Today I was contemplating my life, taking stock. Sierra has stayed with me this week yet I feel she was avoiding me at her fundraiser for forensics last night. David continues to haunt my thoughts as I imagine him letting another woman into my children’s lives without my knowledge. My friends I have gained since the divorce are excited to go dancing tonight. I have friends that regularly comment on my facebook posts. I participate in conversations at both jobs and feel accepted. My sister makes herself available if I need anything. Yet, I feel lonely, isolated.
Then I remembered Meredith laying on the floor, her face on the ground, patience eluding from her glance, her hand outstretched offering her friend an escape route from the dirt that was falling in to the hole Christina fell into since the shootings. I came here to say I don’t have that. I don’t have someone willing to reach into the dark recesses of that place that is scary yet inviting, willing to carry me out to save me.
But that’s not true. My sister almost literally flew to get to me as I nestled into that darkness. My friends offered time and patience as I recovered from the trip into hell’s door and back. My children, except for Sierra, have always been present and happy to have me in their lives. But do they reach out for me or do I call to them as Lexie did as she melted into her break from reality?
I don’t have someone to walk through the day to day life that is the foundation of every action beyond it. I don’t have someone who texts or calls me every day to check on me. I don’t have someone to lie next to when I feel the world is pushing me down. I don’t have that support that makes the tough moments not so bad.
Some of this is the result of my own actions. In fact it probably is mostly a reaction to my inability to allow people to get close to me. I had a best friend in high school. We did everything together from riding to school to hanging out together on the weekends. I dated her brother’s best friend. But when I broke up with him, I realized not only I had pushed my friend away, but I had isolated myself from my classmates. In my depression of losing a routine (we had dated for two years) and the one person I felt I could share anything with, I lost control of my actions. I hit her mom, who was also my mom’s best friend. I went from being distant to the people who were fundamental in my life to being ostracized. Every day became a challenge to pick my head up and go through the motions. The point that helped to change this was when my cousin told me there was a guy she thought I should meet. A few months later I met David and changed my life course to include him and eventually lose myself.
Perhaps I replaced my friend with David. Though he could never be what my friend was to me because she would not only share herself with me but would be honest and open with me. David is not programmed that way. He needs to assess it, mull it over and give you an analytical answer. And eventually he grew frustrated by my eternal philosophical questionings.

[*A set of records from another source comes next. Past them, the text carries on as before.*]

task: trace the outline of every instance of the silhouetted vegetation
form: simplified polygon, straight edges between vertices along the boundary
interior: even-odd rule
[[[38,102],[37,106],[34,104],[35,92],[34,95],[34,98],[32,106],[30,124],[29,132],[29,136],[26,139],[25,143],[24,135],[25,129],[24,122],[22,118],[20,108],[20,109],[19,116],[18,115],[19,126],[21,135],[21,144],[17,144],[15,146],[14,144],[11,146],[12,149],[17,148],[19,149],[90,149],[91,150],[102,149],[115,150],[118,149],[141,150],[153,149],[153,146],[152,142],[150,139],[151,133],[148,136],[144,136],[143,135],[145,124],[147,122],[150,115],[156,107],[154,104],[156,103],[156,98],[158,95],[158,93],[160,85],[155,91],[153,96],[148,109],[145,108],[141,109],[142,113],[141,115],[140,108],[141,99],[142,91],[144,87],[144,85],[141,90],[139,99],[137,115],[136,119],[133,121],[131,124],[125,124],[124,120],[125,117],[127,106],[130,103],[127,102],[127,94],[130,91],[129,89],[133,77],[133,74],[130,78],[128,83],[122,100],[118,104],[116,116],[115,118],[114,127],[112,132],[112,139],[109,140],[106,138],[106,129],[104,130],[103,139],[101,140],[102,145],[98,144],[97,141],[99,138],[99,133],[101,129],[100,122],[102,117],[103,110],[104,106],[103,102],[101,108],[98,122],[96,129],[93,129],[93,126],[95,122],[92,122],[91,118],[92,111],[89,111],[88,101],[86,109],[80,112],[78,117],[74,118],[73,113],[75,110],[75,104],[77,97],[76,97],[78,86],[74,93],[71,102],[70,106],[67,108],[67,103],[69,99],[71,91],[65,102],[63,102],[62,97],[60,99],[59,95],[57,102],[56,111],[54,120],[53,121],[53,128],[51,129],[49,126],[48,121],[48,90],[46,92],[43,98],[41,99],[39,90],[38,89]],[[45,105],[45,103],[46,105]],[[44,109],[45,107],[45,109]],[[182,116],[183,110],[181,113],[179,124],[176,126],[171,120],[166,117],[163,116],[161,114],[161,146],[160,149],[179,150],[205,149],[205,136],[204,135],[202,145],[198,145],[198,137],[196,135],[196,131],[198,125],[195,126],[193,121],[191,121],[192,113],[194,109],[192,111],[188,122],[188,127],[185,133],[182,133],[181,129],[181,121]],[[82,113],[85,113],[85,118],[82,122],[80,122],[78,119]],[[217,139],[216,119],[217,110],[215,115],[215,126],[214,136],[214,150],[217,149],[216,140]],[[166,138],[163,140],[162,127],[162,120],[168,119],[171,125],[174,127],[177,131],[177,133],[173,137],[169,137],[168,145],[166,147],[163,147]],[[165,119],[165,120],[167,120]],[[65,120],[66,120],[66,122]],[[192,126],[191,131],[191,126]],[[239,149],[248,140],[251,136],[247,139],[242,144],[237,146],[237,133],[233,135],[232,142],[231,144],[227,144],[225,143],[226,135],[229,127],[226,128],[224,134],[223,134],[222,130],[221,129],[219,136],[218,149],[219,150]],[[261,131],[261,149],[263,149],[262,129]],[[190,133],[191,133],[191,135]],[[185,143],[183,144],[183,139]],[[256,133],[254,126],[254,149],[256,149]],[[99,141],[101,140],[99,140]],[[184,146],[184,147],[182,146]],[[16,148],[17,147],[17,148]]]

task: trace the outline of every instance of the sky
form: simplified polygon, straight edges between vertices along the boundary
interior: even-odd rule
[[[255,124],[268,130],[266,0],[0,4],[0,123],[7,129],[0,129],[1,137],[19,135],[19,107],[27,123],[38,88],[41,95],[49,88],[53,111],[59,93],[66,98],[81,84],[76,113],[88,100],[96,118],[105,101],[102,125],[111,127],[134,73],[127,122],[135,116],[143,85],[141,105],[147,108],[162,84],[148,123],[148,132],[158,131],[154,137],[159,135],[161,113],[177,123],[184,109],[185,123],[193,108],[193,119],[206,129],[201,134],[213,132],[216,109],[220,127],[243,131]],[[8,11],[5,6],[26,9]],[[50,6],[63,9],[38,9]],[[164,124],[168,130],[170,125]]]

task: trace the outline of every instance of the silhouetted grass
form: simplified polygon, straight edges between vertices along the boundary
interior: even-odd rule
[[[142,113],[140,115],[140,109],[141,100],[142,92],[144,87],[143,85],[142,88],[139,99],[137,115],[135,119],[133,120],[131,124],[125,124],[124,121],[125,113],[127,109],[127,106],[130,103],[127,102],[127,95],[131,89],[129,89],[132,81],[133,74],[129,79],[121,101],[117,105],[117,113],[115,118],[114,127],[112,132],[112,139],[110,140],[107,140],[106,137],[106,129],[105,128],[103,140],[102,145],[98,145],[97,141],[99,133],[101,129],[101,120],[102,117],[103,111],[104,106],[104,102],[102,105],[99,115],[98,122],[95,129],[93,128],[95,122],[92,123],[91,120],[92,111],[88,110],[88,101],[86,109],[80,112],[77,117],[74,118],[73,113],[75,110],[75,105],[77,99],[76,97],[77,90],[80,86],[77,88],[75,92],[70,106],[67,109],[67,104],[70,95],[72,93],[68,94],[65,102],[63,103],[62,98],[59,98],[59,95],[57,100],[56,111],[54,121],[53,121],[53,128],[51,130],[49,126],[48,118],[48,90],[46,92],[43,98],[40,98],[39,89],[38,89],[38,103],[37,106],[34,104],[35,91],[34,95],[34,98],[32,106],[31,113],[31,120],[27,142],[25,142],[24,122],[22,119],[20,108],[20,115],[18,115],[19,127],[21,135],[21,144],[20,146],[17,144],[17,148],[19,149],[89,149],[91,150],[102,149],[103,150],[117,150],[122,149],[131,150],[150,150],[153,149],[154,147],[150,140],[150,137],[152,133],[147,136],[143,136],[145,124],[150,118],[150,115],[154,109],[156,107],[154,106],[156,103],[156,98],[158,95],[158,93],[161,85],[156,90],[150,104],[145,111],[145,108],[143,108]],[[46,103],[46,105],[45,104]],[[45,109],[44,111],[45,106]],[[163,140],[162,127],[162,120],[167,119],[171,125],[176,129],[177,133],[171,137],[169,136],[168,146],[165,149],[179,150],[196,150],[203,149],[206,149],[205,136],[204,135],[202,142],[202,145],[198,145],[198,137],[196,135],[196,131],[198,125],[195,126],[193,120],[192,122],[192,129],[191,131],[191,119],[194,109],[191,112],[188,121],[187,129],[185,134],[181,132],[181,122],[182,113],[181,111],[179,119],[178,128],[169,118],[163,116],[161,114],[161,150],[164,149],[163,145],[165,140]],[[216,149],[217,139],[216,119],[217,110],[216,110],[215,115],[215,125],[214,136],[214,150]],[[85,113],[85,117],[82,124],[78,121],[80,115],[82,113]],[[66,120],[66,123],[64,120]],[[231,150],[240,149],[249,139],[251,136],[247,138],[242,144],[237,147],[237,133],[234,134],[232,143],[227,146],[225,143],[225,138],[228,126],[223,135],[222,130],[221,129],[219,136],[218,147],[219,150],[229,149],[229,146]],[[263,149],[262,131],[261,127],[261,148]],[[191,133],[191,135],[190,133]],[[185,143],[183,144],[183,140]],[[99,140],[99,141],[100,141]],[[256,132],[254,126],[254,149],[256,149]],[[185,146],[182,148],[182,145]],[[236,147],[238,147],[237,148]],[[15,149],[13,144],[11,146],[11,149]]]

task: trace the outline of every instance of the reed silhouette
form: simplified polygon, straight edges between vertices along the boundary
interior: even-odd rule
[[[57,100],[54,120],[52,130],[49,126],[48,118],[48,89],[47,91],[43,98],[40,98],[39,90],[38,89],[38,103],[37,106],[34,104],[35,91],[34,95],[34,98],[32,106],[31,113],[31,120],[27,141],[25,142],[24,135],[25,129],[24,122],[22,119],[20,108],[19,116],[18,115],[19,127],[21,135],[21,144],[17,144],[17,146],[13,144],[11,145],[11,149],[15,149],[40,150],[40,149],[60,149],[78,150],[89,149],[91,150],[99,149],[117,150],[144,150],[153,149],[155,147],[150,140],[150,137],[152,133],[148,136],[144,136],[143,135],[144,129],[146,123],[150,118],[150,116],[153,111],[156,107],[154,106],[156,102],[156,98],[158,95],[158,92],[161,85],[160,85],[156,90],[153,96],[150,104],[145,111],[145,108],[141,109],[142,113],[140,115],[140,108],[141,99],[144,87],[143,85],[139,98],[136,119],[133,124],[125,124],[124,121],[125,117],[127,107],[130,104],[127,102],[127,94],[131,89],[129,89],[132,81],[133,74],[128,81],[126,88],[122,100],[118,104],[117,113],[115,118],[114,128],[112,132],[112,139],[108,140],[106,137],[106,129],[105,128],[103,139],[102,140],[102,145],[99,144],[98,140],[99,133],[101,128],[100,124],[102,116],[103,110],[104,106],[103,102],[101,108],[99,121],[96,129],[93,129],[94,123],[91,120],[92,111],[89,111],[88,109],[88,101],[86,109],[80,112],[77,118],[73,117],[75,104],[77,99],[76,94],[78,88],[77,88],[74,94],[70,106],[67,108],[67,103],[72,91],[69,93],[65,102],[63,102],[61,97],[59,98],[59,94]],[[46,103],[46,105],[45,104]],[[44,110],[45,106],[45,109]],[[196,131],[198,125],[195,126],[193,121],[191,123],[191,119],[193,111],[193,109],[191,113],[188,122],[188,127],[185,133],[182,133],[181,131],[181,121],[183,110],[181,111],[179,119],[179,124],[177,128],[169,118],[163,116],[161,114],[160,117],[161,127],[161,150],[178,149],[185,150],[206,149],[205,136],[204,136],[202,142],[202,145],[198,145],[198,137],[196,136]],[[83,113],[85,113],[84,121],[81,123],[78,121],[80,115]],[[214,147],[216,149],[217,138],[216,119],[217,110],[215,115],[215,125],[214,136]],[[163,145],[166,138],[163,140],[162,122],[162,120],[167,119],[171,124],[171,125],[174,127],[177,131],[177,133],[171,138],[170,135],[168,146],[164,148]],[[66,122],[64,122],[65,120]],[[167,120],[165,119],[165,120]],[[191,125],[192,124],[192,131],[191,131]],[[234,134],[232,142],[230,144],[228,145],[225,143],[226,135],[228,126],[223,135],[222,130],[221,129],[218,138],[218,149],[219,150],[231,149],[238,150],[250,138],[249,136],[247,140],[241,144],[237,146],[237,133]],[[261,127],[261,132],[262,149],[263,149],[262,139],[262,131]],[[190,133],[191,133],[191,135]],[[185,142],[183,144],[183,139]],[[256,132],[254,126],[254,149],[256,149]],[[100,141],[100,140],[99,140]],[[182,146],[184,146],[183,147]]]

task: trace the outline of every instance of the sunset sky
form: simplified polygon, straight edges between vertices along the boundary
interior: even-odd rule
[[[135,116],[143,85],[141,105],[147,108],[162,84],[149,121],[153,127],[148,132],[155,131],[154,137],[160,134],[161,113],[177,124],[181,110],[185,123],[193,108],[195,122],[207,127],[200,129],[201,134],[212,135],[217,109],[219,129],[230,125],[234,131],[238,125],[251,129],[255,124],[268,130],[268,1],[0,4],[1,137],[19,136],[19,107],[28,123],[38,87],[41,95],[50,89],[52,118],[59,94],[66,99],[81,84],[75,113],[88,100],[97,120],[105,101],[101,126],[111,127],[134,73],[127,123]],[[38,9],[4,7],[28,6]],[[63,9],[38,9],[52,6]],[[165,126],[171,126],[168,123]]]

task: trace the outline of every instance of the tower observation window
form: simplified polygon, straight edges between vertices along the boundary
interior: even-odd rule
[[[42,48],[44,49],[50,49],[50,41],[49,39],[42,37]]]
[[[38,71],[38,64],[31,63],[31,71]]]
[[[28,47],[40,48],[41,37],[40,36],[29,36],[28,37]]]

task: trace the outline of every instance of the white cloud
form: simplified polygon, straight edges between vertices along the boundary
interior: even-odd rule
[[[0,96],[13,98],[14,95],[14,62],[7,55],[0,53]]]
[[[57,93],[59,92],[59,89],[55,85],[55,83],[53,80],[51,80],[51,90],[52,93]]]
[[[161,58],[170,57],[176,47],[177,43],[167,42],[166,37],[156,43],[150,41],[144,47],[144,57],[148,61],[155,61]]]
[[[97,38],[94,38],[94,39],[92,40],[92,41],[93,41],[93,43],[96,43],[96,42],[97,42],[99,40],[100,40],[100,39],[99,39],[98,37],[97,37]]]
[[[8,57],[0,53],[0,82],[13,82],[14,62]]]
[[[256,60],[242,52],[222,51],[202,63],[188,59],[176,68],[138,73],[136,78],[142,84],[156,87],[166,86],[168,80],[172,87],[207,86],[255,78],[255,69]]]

Perhaps I never really was that close to anyone in my life. I have always talked more than I listened, filling in pauses with unnecessary words. Perhaps I have never been a worthy Christina to any Meredith in my life. Or maybe I am misinterpreting the actions and feelings of those that choose to keep me in their lives.
Every person has a personal circle in which they live. They choose who is allowed in, who gets to orbit near them but not connect orbits with them, and who remains on the fringe of their universe as acquaintances without an emotional attachment. I probably remain in the fringe of most people’s worlds and connect to those that are touched by the foundation I build every day with family, work and home. I don’t know if any of those people can trust me into their personal circle. I don’t know if I trust myself in that special place. I’m scared instead of keeping me out of the dark hole of sadness or pulling me out as I fall again, I fear I will drag them in with me.
Maybe I won’t every be a Meredith, with her McDreamy, or Christina, with her amazing skills at her career choice and constant “soulmate.” Perhaps I’m more of a Lexie, easy to break, easy to repair, always fragile but with an inner strength people forget about. Yeah, that sounds about right.